Sino-CEEF Holding Company, a Hong Kong-based subsidiary of ICBC headed by Jiang Jiangqing, the bank’s former chairman, has been appointed to manage the fund. In May, ICBC said it would invest €1 billion in the scheme.
According to a memorandum of cooperation signed by the Czech Republic and ICBC in June, the Eastern European country will commit €200 million to the fund and support its investments in the country. Poland’s state development bank, Bank Gospodarstwa Krajowego, has also agreed to invest €300 million in the fund in June.
The vehicle aims to raise capital from corporates and financial institutions from China and CEE countries. China Life, China’s largest insurer, as well as conglomerates Fosun Group and Golden Eagle Group are also involved in managing the fund, according to ICBC. It is unclear whether these will invest in the fund. ICBC had not responded to queries by press time.
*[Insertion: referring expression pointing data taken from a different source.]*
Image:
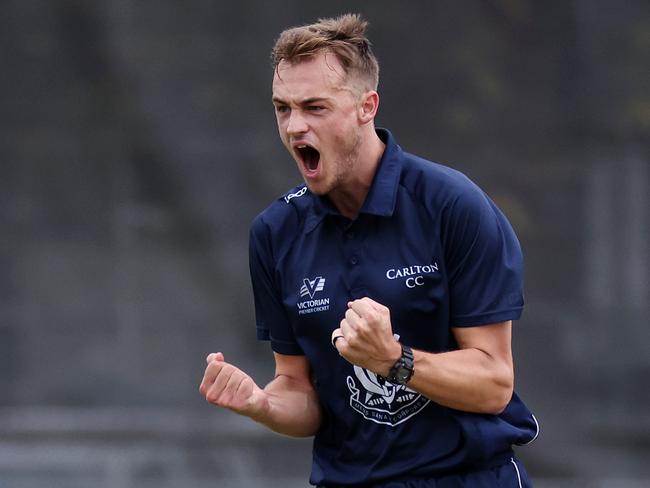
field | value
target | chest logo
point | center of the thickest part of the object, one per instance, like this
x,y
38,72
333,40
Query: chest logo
x,y
311,287
308,290
382,402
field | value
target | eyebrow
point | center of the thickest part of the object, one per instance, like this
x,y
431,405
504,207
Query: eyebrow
x,y
306,101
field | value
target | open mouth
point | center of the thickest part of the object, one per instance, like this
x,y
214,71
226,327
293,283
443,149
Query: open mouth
x,y
309,156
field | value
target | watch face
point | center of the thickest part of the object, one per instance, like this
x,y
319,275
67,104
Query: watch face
x,y
402,375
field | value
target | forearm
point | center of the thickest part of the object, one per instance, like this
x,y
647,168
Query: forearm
x,y
467,379
291,408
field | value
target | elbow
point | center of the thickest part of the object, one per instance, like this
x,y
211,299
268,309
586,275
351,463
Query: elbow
x,y
499,402
500,393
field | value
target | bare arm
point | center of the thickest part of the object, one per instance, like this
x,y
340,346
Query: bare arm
x,y
478,377
288,404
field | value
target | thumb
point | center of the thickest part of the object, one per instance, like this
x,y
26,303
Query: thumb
x,y
215,356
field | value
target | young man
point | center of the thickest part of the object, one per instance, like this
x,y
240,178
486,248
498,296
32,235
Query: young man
x,y
387,286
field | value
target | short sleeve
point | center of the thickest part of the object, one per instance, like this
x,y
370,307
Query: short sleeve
x,y
483,260
270,317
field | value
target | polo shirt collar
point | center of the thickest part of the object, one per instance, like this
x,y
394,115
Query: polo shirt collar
x,y
382,195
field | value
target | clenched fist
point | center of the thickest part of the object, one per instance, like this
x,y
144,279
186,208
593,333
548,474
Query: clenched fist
x,y
365,336
226,386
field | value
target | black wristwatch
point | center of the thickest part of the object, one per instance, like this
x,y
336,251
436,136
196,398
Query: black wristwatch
x,y
403,369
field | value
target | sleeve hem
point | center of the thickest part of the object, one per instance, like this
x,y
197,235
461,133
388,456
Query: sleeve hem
x,y
281,347
487,318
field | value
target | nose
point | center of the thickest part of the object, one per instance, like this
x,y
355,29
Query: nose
x,y
297,124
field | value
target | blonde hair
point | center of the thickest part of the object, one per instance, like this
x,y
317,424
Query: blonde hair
x,y
342,36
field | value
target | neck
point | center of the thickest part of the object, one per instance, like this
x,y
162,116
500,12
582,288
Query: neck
x,y
349,197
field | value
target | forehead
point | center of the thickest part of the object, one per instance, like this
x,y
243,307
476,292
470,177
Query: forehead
x,y
318,75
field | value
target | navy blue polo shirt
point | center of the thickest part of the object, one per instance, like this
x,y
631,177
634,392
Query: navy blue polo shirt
x,y
434,249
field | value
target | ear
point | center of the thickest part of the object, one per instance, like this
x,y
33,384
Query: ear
x,y
368,106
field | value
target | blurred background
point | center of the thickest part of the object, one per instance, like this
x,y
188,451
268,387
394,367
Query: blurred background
x,y
138,141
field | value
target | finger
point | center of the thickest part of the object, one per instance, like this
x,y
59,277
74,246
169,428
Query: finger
x,y
215,356
346,329
353,318
211,373
337,334
216,389
341,344
365,309
229,393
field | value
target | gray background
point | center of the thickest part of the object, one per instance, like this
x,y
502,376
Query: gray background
x,y
137,142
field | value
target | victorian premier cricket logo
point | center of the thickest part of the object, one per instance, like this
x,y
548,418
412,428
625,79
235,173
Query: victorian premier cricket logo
x,y
383,402
308,290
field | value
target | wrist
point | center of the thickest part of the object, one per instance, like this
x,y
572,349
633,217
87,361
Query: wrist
x,y
394,354
404,368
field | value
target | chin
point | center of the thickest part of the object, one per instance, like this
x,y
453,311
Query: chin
x,y
317,189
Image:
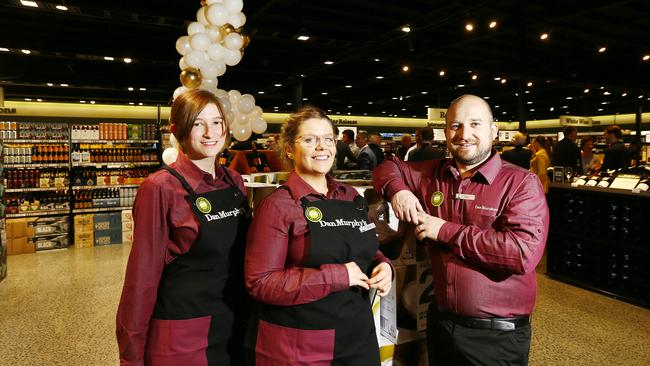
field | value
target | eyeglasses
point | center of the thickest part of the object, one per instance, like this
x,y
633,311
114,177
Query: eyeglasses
x,y
313,140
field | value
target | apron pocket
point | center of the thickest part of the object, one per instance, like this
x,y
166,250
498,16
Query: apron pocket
x,y
278,345
177,342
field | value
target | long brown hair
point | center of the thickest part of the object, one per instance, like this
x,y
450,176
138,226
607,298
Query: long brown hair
x,y
187,107
290,129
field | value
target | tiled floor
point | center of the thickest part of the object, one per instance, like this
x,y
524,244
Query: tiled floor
x,y
58,308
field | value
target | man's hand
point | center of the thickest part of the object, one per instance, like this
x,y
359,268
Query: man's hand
x,y
428,226
406,206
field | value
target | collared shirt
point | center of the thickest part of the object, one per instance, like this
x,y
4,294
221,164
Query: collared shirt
x,y
165,227
278,242
497,223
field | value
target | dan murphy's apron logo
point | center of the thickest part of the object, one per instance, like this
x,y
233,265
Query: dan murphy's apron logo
x,y
203,205
313,214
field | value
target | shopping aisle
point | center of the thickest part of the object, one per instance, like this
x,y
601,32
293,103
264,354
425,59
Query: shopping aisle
x,y
58,308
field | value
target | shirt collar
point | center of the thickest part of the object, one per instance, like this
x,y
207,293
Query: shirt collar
x,y
488,170
299,188
193,174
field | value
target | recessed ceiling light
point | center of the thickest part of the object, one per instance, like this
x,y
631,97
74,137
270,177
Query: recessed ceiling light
x,y
32,4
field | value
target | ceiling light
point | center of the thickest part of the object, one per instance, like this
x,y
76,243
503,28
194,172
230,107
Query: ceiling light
x,y
32,4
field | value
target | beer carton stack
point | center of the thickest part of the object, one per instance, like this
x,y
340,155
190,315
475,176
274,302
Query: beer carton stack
x,y
108,228
127,227
84,231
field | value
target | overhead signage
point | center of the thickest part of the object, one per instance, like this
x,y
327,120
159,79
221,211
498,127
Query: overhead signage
x,y
576,121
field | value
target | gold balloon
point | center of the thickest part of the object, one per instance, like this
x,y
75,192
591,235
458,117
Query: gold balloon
x,y
247,40
226,29
191,78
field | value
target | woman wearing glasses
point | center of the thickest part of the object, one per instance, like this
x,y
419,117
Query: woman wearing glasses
x,y
311,257
183,296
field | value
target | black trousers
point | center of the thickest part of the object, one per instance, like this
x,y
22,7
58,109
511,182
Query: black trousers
x,y
450,344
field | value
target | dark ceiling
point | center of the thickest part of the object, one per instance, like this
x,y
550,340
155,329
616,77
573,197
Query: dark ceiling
x,y
362,38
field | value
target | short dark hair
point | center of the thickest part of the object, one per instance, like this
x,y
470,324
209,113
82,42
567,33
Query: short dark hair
x,y
569,130
615,130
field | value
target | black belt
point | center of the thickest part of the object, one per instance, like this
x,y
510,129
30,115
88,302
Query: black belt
x,y
488,323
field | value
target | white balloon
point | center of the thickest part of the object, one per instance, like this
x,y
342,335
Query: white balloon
x,y
232,57
195,27
200,15
234,41
210,69
195,59
170,155
180,90
246,104
216,51
237,20
183,45
173,141
258,125
217,14
241,132
182,64
233,6
213,32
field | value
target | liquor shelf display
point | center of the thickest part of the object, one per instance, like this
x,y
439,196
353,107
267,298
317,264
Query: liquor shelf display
x,y
596,240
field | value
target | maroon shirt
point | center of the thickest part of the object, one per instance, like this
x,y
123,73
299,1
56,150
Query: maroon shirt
x,y
165,227
485,257
277,246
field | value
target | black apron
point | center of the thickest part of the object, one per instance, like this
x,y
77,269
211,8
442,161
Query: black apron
x,y
200,310
339,328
China’s Ministry of Foreign Affairs said that Chinese financial institutions, including the $40 billion Silk Road Fund, were encouraged to provide financial support to projects covered by the China-CEE venture.
The fund, proposed by Chinese Premier Li Keqiang last November, is an initiative that comes under a multilateral partnership established between China and 16 countries from the CEE region. It is also part of Beijing’s efforts to promote its “One Belt One Road” infrastructure plan.